Blacksmoke16 commented 10 months ago

Configuration Athena Framework

Athena has a somewhat long history when it comes to configuration. First there was athena.yaml, which was replaced shortly after via ACF::Base and ACF::Parameters. Each approach used the shortcomings of the previous version to improve upon the overall goal of making configuration in Athena simple and powerful.

Current State

Current current state of configuring Athena Framework looks like:

# Define a record to contain the values
record AppParams,
  enable_v2_protocol : Bool = false

# Make the config component aware of them
class Athena::Config::Parameters
  getter app = AppParams.new
end

# Enable/configure CORS listener
def ATH::Config::CORS.configure : ATH::Config::CORS?
  new(
    allow_credentials: true,
    allow_origin: %w(https://app.example.com),
    expose_headers: %w(X-Transaction-ID X-Some-Custom-Header),
  )
end

However this latest attempt is not perfect:

Requires a lot of boilerplate
- Need to define quite a lot of types in order to set things, most of which are just there to define the naming of the values
Requires monkey patching as a way to make Athena aware of the custom configuration/parameters
- Ideally we wouldn't have to depend upon this pattern
The service container isn't aware of the values themselves
- Unable to use the values to configure the container itself
Configuration is cached at startup
- Unable to change ENV vars without restarting the server

However the current approach does have some nice features:

No extra concepts since it's all just native types and methods
Compile time errors if an unexpected value, or incorrect type is used
Self documenting via crystal docs

Proposed State

The primary goal/feature of the new setup is to enable the DI component to be aware of the configuration/parameter values. In this way it is also to make the concept of https://athenaframework.org/DependencyInjection/Register/#Athena::DependencyInjection::Register--configuration obsolete. Since instead of needing to pass some obj to the service, it would be able to set/replace the constructor arguments directly.

It would also enable determining what services the container has. E.g. if the user never configures CORS or content negotiation, we can just remove those related listeners entirely, instead of just no-oping.
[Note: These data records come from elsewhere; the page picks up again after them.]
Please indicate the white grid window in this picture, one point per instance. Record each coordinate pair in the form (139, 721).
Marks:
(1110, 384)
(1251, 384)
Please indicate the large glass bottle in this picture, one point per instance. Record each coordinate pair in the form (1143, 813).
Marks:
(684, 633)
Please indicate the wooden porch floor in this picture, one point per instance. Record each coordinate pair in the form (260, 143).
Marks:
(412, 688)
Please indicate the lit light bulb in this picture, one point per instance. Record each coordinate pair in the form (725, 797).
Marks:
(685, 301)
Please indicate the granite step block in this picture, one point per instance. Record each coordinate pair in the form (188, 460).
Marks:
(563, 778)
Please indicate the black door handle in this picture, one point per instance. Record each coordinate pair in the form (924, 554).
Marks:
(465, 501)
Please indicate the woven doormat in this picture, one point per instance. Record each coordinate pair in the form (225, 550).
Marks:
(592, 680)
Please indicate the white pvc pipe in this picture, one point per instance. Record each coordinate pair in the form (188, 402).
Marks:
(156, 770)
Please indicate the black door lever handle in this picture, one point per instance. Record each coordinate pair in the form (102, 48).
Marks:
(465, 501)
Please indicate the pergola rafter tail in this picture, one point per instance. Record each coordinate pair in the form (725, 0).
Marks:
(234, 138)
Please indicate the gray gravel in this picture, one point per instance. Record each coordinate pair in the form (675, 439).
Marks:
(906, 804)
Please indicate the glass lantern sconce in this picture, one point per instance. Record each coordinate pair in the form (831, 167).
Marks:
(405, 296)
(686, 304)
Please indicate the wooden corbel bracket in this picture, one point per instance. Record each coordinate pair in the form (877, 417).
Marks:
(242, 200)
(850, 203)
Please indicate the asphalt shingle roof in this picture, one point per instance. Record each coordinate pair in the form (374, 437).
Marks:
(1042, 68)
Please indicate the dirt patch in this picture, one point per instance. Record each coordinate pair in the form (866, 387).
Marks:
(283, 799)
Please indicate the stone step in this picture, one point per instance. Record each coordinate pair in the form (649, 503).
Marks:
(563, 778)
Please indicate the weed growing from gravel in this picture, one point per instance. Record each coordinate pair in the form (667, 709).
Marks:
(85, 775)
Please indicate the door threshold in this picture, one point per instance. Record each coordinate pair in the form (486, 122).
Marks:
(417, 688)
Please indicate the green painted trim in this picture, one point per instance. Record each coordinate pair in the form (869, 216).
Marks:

This most obviously comes with a performance/efficiency benefit due to there being less services in the container.

The new proposed way would be something like:

ADI.configure({
  framework: {
    cors: {
      defaults: {
        allow_credentials: true,
        allow_origin:      ["https://app.example.com"] of String,
        expose_headers:    ["X-Transaction-ID", "X-Some-Custom-Header"] of String,
      },
    },
  },
  parameters: {
    "app.enable_v2_protocol": false,
  },
})

The custom types, monkey patching, and such are all replaced by a NamedTuple passed to a dedicated ADI.configure macro. Top level keys are used to differentiate parameters, from configuration; while the configuration are able to use parameters via the same %app.enable_v2_protocol% syntax. Additional top level "schemas" may also be defined, such as for integrating your own, or third party types/features.

Each top level key has a "schema" that describes the structure (expected type, default value) of the configuration in such a way it will be viewable within the API docs.

Blacksmoke16 commented 9 months ago

Okay, getting close to having a initial implementation of this so wanted to give an update on the current state of things. As well as document for posterity my thinking of how all this will work.

Bundles

The change in how configuration is handled will coincide with with the introduction of a new concept; that of bundles. The exact implementation with regard to how bundles will work is somewhat still up in the air. But what is known, is what bundles are, and how they will fit into the ecosystem.

It should be well known by now that the components that make up Athena's ecosystem are independent and usable outside of the Athena Framework itself. However because they are made with the assumption that the entire framework will not be available, there has to be something that provides the tighter integration into the rest of the framework that makes it all work together so nicely. An example of this is mainly enabling dependency injection, registering services based on the various annotation/interfaces defined by each component, or what we'll be focusing on today, how all these services should behave.

Longer term, the bundle concept could extend to third party shards. E.g. a shard that requires some third-party shard, wires some DI things up, defines some services of its own, or some event listeners. This shard can then be required into an Athena Framework project and easily integrated/configured without having to handle the integration yourself.

Schemas

As mentioned in the OP, the new implementation of configuring Athena will expose those values at compile time. This makes the whole process a whole heck of a lot more powerful. But, while having a singular way to provide your configuration values, there still needs to be a way to know what values are possible. This is where a bundle comes into play. Each bundle is responsible for defining a "schema" that represents the possible configuration properties that relate to the services provided by that bundle, while still being type safe and self-documenting.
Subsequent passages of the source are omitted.